Planetree, a national not-for-profit dedicated to improving patient-centered care, developed the Patient-Centered Care Improvement Guide, which outlines specific practices needed in order for patient-centered care to work. Their practical approaches for building a patient-centered culture include:
Effective communication with the patient (and families)
Internet Research: List three advantages and three disadvantages to patient-centered care.
Continuity of Care: Systems and tools to assist patients and their loved ones in anticipating what to expect for the duration of time that they are in our care, to address their anxiety and questions, and to help them plan for their needs once they leave.
(“Practical Approaches for Building a Patient-Centered Culture.” Patient-Centered Care Guide. N.p., n.d. Web. 17 Aug. 2014.)
Environment of Care: Includes the physical surroundings and aesthetics. It encompasses the totality of the atmosphere of the organization—the sights, sounds, and smells, but also the attitudes and accommodations made around patient privacy, dignity, comfort and peace of mind.
(“Practical Approaches for Building a Patient-Centered Culture.” Patient-Centered Care Guide. N.p., n.d. Web. 17 Aug. 2014.)
Spirituality: Our own internal ability to find meaning and connectedness in life, not limited to religious traditions.
(“Practical Approaches for Building a Patient-Centered Culture.” Patient-Centered Care Guide. N.p., n.d. Web. 17 Aug. 2014.)
Integrative medicine: Empowering the patient with the knowledge, support and resources—including complementary and alternative medicine—they need to make informed decisions and manage their health and wellness.
(“Practical Approaches for Building a Patient-Centered Culture.” Patient-Centered Care Guide. N.p., n.d. Web. 17 Aug. 2014.)
Care of the community: Adopting a broader charge beyond caring for the sick and injured, focusing concurrently on promoting wellness prevention and safety—not only for patients, but for staff and the community-at-large.

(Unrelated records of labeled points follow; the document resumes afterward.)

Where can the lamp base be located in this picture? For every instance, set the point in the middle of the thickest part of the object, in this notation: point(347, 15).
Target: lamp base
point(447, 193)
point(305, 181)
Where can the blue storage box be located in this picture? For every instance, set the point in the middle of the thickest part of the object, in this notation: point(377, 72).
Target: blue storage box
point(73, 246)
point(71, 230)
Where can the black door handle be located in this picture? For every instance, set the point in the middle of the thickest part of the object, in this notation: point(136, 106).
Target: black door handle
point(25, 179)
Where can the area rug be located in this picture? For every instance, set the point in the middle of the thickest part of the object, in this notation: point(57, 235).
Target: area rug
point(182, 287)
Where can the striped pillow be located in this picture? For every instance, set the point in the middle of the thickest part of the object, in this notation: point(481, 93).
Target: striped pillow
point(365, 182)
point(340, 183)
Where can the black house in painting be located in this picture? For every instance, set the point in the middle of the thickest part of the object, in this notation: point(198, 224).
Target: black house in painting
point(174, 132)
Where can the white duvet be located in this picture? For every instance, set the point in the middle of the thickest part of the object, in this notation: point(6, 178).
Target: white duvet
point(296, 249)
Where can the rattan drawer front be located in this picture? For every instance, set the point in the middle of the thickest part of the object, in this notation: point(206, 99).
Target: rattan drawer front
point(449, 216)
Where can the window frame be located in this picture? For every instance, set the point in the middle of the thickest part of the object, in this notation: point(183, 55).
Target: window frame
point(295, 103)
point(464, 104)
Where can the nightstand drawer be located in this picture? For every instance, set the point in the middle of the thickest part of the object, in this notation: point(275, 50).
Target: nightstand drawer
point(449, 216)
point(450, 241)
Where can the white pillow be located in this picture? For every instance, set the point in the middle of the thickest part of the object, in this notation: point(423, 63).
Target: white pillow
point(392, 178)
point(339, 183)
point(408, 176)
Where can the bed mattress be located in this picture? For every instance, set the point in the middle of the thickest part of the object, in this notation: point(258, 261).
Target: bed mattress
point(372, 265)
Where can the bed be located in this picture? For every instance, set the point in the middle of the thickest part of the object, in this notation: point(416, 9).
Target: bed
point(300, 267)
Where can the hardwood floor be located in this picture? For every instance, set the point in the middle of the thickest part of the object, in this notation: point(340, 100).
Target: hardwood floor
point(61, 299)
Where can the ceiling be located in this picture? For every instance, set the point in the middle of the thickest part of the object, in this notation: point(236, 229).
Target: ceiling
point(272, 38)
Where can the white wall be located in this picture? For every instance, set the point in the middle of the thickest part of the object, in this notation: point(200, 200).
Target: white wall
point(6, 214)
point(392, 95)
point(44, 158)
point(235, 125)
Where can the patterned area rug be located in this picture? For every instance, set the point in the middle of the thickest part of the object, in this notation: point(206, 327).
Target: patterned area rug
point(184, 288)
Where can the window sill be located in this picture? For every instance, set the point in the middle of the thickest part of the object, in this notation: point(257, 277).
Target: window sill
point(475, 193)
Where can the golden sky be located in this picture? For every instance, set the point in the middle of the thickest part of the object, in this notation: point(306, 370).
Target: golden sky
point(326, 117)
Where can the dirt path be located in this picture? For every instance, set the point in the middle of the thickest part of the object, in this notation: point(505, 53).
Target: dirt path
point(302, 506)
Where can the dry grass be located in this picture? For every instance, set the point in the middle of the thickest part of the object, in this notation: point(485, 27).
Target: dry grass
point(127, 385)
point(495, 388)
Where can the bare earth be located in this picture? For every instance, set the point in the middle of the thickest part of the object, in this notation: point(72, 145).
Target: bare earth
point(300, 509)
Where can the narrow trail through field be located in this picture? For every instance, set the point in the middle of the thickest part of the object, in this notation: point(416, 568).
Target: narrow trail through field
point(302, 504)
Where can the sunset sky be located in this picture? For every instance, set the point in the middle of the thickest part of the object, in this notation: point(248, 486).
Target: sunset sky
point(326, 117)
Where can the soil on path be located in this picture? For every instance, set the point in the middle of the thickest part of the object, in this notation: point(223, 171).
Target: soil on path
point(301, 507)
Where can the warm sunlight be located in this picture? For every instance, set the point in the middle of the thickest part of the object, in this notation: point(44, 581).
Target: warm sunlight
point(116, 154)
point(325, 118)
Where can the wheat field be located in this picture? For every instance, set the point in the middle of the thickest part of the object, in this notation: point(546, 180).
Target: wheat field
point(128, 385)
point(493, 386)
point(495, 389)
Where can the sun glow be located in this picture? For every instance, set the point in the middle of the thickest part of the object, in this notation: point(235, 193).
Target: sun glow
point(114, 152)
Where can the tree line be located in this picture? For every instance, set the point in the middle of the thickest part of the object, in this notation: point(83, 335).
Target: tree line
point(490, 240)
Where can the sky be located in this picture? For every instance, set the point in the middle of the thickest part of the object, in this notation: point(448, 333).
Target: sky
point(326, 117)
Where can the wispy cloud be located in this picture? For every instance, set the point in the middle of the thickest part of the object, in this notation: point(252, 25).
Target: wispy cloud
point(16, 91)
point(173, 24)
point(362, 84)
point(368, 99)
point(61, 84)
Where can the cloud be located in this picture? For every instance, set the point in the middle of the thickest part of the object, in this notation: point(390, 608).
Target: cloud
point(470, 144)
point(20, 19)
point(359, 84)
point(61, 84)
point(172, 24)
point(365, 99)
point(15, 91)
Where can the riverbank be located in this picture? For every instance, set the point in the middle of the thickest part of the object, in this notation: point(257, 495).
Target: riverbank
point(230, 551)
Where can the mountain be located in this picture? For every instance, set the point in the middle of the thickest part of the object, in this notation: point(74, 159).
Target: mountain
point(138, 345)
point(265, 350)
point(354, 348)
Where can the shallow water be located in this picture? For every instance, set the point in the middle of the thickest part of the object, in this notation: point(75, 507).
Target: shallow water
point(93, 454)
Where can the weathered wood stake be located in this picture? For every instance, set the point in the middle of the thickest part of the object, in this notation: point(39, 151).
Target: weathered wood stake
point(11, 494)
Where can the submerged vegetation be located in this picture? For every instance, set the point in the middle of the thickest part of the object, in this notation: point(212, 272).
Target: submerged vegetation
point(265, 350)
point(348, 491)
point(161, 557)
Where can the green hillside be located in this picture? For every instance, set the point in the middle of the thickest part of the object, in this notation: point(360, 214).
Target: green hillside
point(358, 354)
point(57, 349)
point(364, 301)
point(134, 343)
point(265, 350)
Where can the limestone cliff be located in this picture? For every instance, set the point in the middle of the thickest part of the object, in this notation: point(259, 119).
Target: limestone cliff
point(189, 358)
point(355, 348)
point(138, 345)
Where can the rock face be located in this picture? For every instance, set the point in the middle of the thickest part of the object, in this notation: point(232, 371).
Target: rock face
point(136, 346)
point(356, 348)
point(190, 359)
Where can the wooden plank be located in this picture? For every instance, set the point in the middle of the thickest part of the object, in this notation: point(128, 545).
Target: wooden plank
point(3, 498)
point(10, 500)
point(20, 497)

(“Practical Approaches for Building a Patient-Centered Culture.) Patient-Centered Care Guide. N.p., n.d. Web. 17 Aug. 2014.)
Care of the caregiver: Acknowledging and being responsive to the experience of staff and the multi-faceted demands placed on them every day.
(“Practical Approaches for Building a Patient-Centered Culture. Patient-Centered Care Guide. N.p., n.d. Web. 17 Aug. 2014.)